Nola sorrideva. Sorrideva ed era felice di camminare per le strade soleggiate che da Lithien portavano, ondeggiando tra piccoli boschi e meravigliosi paesaggi montani, sino a Biancocolle. Non parlava molto con gli altri, si vergognava di non riuscire ad articolare bene le frasi o le parole, eppure con quello sguardo trasmetteva una tale gioia che difficilmente, ance il più insensibile degli animi, avrebbe faticato a notare. Avevamo passato un paio di giorni a Lithien, provando a chiedere più volte a questo o quell'altro studioso indicazioni specifiche, ma era stata una lanterna a risolvere tutti i nostri problemi: ci aveva indicato un tale
cartaio che, probabilmente, aveva le risposte che stavamo cercando.
Appena percorso il breve tratto che separava il villaggio dalla città a piedi, o per meglio dire io a piedi che tenevo Bayarde per le briglie, in modo che Nola potesse starci seduta sopra e non si lamentasse del troppo camminare. Per quanto affascinata dal paesaggio aveva già manifestato un paio di volte l'esigenza di fermarsi, adducendo strani mal di gambe che, diffidavo, un'elfa giovane in quel modo potesse mai avere. Le avevo persino comperato dei dolcetti prima di lasciare Lithien, in modo che stesse tranquilla e impegnata anche quando lo stupore per la natura si fosse affievolito. Non una scelta di prima classe, come sorella maggiore, ma pur sempre un ottimo palliativo indolore.
Biancocolle era in vista quando Nola, rigirandosi senza tregua sul dorso del cavallo, riuscì a prendere il sacchetto con i dolci.

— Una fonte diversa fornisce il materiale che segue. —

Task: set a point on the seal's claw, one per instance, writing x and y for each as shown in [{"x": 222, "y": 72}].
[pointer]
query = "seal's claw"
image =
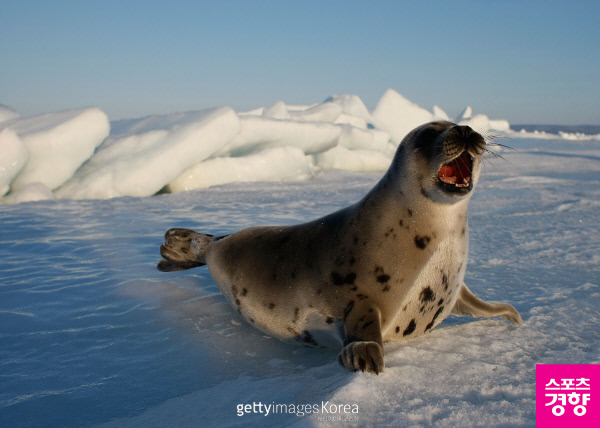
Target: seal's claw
[{"x": 363, "y": 356}]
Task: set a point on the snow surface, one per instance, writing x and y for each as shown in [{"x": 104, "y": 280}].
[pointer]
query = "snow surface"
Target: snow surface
[
  {"x": 70, "y": 154},
  {"x": 93, "y": 334}
]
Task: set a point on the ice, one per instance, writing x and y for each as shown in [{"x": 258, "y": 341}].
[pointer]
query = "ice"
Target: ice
[
  {"x": 142, "y": 163},
  {"x": 273, "y": 164},
  {"x": 439, "y": 114},
  {"x": 258, "y": 133},
  {"x": 359, "y": 160},
  {"x": 398, "y": 116},
  {"x": 72, "y": 153},
  {"x": 92, "y": 334},
  {"x": 351, "y": 105},
  {"x": 58, "y": 143},
  {"x": 465, "y": 115},
  {"x": 277, "y": 111},
  {"x": 30, "y": 193},
  {"x": 13, "y": 159}
]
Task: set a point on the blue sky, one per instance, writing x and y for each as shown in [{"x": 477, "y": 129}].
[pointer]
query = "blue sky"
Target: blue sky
[{"x": 528, "y": 62}]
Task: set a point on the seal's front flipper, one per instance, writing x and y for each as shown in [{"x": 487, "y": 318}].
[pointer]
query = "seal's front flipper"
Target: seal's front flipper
[
  {"x": 363, "y": 348},
  {"x": 184, "y": 249},
  {"x": 469, "y": 304}
]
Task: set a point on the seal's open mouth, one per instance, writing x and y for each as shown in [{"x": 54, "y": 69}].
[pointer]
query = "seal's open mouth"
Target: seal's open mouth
[{"x": 455, "y": 176}]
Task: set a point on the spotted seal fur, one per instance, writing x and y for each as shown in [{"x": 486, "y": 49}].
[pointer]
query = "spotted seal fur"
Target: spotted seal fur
[{"x": 387, "y": 268}]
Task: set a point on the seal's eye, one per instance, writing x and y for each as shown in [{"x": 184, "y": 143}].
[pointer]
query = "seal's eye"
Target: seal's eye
[{"x": 457, "y": 172}]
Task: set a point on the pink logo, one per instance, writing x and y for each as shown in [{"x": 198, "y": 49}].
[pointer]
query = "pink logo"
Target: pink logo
[{"x": 565, "y": 395}]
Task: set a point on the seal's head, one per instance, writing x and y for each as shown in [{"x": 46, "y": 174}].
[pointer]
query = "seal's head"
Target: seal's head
[{"x": 443, "y": 158}]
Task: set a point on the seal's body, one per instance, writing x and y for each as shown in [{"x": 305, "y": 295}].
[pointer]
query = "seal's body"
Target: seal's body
[{"x": 387, "y": 268}]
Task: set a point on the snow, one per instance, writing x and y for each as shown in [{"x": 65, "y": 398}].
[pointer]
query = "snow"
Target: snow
[
  {"x": 93, "y": 334},
  {"x": 78, "y": 154}
]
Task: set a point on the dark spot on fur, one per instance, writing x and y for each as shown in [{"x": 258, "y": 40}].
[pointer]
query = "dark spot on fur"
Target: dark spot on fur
[
  {"x": 382, "y": 279},
  {"x": 337, "y": 279},
  {"x": 427, "y": 295},
  {"x": 412, "y": 325},
  {"x": 422, "y": 241},
  {"x": 307, "y": 338},
  {"x": 439, "y": 311},
  {"x": 348, "y": 309}
]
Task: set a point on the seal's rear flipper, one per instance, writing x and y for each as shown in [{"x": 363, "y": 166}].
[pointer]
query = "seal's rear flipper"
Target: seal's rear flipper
[
  {"x": 469, "y": 304},
  {"x": 184, "y": 249}
]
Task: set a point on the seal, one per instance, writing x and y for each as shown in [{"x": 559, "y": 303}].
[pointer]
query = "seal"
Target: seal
[{"x": 388, "y": 268}]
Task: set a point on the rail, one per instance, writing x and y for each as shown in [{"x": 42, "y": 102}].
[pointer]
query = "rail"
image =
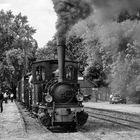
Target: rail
[{"x": 121, "y": 118}]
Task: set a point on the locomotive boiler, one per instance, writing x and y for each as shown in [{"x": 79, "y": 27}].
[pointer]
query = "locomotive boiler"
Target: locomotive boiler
[{"x": 54, "y": 94}]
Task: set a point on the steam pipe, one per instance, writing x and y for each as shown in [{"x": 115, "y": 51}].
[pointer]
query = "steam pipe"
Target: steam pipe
[{"x": 61, "y": 58}]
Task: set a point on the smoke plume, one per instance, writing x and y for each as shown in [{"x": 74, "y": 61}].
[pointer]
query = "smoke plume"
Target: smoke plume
[
  {"x": 69, "y": 12},
  {"x": 109, "y": 9}
]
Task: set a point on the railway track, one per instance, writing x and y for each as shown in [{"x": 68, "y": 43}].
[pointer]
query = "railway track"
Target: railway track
[{"x": 121, "y": 118}]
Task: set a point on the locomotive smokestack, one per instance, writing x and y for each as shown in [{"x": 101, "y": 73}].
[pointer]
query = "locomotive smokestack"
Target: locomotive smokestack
[
  {"x": 61, "y": 58},
  {"x": 68, "y": 12}
]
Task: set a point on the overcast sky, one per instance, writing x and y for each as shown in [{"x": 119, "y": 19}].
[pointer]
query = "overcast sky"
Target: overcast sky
[{"x": 40, "y": 15}]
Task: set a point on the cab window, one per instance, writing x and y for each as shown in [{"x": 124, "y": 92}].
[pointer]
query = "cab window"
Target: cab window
[
  {"x": 40, "y": 73},
  {"x": 70, "y": 72}
]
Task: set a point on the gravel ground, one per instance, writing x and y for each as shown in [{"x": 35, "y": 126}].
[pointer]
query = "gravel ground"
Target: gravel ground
[
  {"x": 93, "y": 130},
  {"x": 31, "y": 129}
]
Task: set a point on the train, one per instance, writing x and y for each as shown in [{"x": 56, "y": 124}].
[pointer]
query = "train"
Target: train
[{"x": 52, "y": 93}]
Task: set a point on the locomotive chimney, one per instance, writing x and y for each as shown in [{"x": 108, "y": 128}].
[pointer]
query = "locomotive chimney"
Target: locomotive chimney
[{"x": 61, "y": 57}]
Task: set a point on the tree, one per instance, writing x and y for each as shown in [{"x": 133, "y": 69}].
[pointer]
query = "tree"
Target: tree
[{"x": 16, "y": 43}]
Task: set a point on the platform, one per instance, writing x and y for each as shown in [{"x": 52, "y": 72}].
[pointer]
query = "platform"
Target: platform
[
  {"x": 11, "y": 123},
  {"x": 128, "y": 108}
]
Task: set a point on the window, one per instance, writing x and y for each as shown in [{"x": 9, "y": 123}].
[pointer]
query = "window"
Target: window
[
  {"x": 40, "y": 73},
  {"x": 70, "y": 72}
]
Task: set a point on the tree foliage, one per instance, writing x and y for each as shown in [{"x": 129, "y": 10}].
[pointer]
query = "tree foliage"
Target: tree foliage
[{"x": 17, "y": 46}]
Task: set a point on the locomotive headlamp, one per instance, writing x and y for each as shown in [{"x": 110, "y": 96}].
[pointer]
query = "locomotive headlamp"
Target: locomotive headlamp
[
  {"x": 48, "y": 98},
  {"x": 79, "y": 97}
]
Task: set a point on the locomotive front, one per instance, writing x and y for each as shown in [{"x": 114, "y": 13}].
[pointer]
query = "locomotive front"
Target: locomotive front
[
  {"x": 57, "y": 99},
  {"x": 62, "y": 101}
]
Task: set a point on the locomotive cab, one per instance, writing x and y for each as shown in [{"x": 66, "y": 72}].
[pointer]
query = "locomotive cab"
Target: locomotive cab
[{"x": 54, "y": 102}]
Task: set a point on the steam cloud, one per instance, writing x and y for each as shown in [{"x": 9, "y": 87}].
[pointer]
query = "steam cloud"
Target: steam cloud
[
  {"x": 69, "y": 12},
  {"x": 108, "y": 9}
]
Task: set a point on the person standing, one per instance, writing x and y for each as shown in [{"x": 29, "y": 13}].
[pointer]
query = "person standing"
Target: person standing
[
  {"x": 11, "y": 97},
  {"x": 5, "y": 97},
  {"x": 1, "y": 101}
]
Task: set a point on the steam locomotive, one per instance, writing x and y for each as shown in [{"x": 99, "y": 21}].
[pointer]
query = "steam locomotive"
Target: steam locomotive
[{"x": 52, "y": 92}]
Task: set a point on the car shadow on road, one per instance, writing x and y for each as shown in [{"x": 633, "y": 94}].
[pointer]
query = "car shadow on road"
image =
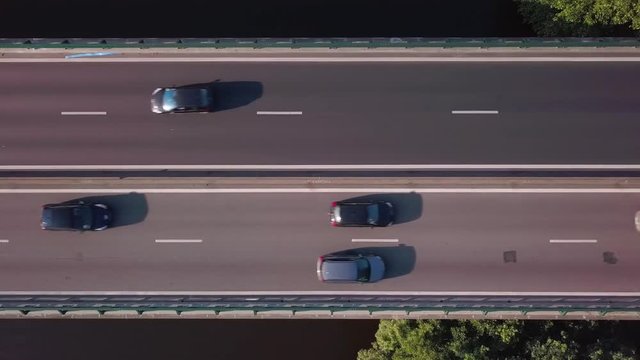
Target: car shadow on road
[
  {"x": 234, "y": 94},
  {"x": 399, "y": 260},
  {"x": 128, "y": 209},
  {"x": 229, "y": 95},
  {"x": 408, "y": 206}
]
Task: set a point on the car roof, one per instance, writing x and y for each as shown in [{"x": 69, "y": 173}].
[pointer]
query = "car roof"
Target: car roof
[
  {"x": 58, "y": 216},
  {"x": 339, "y": 269},
  {"x": 352, "y": 213}
]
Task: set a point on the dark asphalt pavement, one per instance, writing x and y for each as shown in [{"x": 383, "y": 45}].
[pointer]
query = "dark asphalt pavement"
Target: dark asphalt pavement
[
  {"x": 270, "y": 242},
  {"x": 353, "y": 113}
]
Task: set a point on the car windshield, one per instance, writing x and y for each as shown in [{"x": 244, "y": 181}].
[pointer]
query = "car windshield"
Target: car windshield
[
  {"x": 81, "y": 218},
  {"x": 169, "y": 100},
  {"x": 363, "y": 269},
  {"x": 373, "y": 214}
]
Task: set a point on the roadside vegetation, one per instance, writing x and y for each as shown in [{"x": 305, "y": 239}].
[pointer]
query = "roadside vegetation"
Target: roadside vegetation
[
  {"x": 504, "y": 339},
  {"x": 588, "y": 18}
]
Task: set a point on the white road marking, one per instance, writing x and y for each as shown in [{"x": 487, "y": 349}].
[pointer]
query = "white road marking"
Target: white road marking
[
  {"x": 333, "y": 167},
  {"x": 474, "y": 112},
  {"x": 325, "y": 293},
  {"x": 278, "y": 112},
  {"x": 374, "y": 240},
  {"x": 573, "y": 241},
  {"x": 83, "y": 113},
  {"x": 327, "y": 190},
  {"x": 164, "y": 241},
  {"x": 346, "y": 59}
]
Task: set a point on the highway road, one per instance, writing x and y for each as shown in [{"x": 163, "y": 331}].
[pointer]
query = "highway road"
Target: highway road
[
  {"x": 338, "y": 113},
  {"x": 534, "y": 242}
]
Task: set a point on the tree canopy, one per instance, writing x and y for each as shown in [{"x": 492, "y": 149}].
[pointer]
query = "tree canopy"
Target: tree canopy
[
  {"x": 503, "y": 339},
  {"x": 582, "y": 17}
]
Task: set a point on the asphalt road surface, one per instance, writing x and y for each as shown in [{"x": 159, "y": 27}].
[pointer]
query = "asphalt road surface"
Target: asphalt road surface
[
  {"x": 270, "y": 242},
  {"x": 346, "y": 113}
]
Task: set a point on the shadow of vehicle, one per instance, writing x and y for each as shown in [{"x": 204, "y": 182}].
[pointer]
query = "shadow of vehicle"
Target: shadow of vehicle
[
  {"x": 408, "y": 206},
  {"x": 127, "y": 209},
  {"x": 233, "y": 94},
  {"x": 399, "y": 260},
  {"x": 229, "y": 95}
]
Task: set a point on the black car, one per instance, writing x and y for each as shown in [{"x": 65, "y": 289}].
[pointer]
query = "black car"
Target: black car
[
  {"x": 76, "y": 216},
  {"x": 182, "y": 99},
  {"x": 374, "y": 213},
  {"x": 350, "y": 268}
]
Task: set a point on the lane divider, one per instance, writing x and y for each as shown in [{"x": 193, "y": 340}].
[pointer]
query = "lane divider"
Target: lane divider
[
  {"x": 83, "y": 113},
  {"x": 474, "y": 112},
  {"x": 374, "y": 240},
  {"x": 179, "y": 241},
  {"x": 278, "y": 112},
  {"x": 573, "y": 241},
  {"x": 332, "y": 167},
  {"x": 324, "y": 190}
]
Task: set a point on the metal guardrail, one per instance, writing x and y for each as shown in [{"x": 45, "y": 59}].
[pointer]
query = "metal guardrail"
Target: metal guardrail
[
  {"x": 295, "y": 43},
  {"x": 322, "y": 306}
]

« Uno solo. » le dissi, voltandomi a lanciargli uno sguardo serioso. « Troppi dolciumi fanno male... anche a te. »
Che hai un fisico perfetto nonostante tutto. Omisi questa piccolezza in quanto, temevo, non sarebbe riuscita a comprendere appieno ciò a cui mi stavo riferendo. Certo, era solamente uno scherzo, ma tra me e me pensai che non avevo idea nemmeno di quanti anni avesse. A prima vista, con quella pelle pallida e quei capelli argentati, gli avrei affibbiato si e no vent'anni... ma probabilmente sbagliavo di diverse decine. Se non di più.
« Buone! » disse, con la bocca piena. « Dolshe » sorrise.
« Non parlare con la bocca piena, è maleducazione. » la rimproverai, senza troppa cattiveria né convinzione invero.
« Nola non ha fatto niente di male, Azzurra sgrida senza motivo. » cacciò nervosamente metà ciambella dentro il sacco che poi, sgraziatamente, mi tirò in testa. Mi prese in pieno sulla fronte, completamente impreparata a quelle reazioni infantili e per niente prevedibili. Trattenni una sonora imprecazione solo perché non volevo che Nola iniziasse a ripetere strane ingiurie in presenza di sconosciuti. Raccolsi il sacchetto, riponendolo in una delle sacche sulla sella.
« Non sono cattiva... cerco solo di aiutarti. »
« Sto bene, daonna. »
« Azzurra. Ne abbiamo già parlato, chiamami Azzurra per favore. »
« No. Azzurra è stata gent... gentile , tu cattiva. »
Alzai gli occhi e le bracci al cielo, sconfortata.
« Per fortuna mi piacciono i bambini... »
Ripresi le ciambelle porgendogliele e lei, sorridendo, mi fece una carezza sulla mano inclinando teneramente la testa per fissarmi con i suoi occhi verdi. Sì, non ero stupida al punto da non capire quel semplice e banale meccanismo per cui fingeva di essere arrabbiata con me ed io, ogni volta, finivo per accontentarla, eppure sentivo che aveva bisogno di aiuto e che nessuno, al Dortan, l'avrebbe mai trattata con il rispetto e la gentilezza che avrebbe meritato. Le sorrisi, poggiandole la mano su un ginocchio mentre soffiavo, con forza, un ciuffo di capelli via dal viso.
Biancocolle e le nostre risposte erano a portata di sguardo.
[ ... ]
« ♪ ♫ Biancoccolle capitale, Bassileedra succursale... ♪ ♫ »
Canticchiò, mentre entravamo nel paesino sotto gli sguardi curiosi degli operosi abitanti.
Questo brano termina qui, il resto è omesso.